Have you stuck with me so far? If you've kind of glided over that last paragraph, don't worry. The net result is that at its very quickest, a panel display will hang the video up with respect to the sound by one fiftieth of second, or twenty milliseconds.
But few displays are so fast. Some create the frames by motion adaptive algorithms. That means they have to examine sequential fields (a field is half a frame) to see which bits of the picture have moved over time. Each additional field examined adds at least another fiftieth of a second -- twenty milliseconds -- of additional delay. That is simply the time required to receive the extra video frame. There is also time involved in performing the millions of computations required.
Then there are the even more advanced processing systems offered by some displays, such as frame interpolation. These go under various names -- 'Natural Motion', '100Hz Motion Flow', and so forth -- but they work in a similar way to each other. They take two sequential frames from the video and compare them, and then calculate an intermediate frame half-way between the two. They insert this newly created frame in between the actual received frames, thereby doubling the apparent rate at which the frames were shot. This can smooth the appearance motion considerably in many scenes.
But all that processing takes time.
To deal with that, TVs incorporate delay mechanisms that buffer the sound long enough to bring it back into synchronisation with the video. All good modern home theatre receivers do as well, and usually support a delay of up to 200 milliseconds, or one fifth of a second.
Version 1.3 of HDMI introduced an automatic lip sync feature. If implemented, it allows the TV to tell a home theatre receiver how much delay is inherent in its video processing so that the receiver can automatically apply a suitable amount of delay to the sound.
That can be vitally important for enjoyment of your home theatre system.

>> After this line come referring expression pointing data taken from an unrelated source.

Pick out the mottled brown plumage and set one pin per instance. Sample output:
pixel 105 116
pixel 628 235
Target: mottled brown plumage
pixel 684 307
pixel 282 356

One TV that we look at in this issue imposed so much delay on its video that it required the home theatre receiver to respond with a full 200 milliseconds of delay to the sound.
If you speak at a normal speed and say the word 'Cat', it will take you about 200 milliseconds to utter the word. That is a long, long delay.
The almost unbelievable wonders that a modern display can perform in improving video quality demand that you use a home theatre receiver capable of applying commensurate delay to the sound.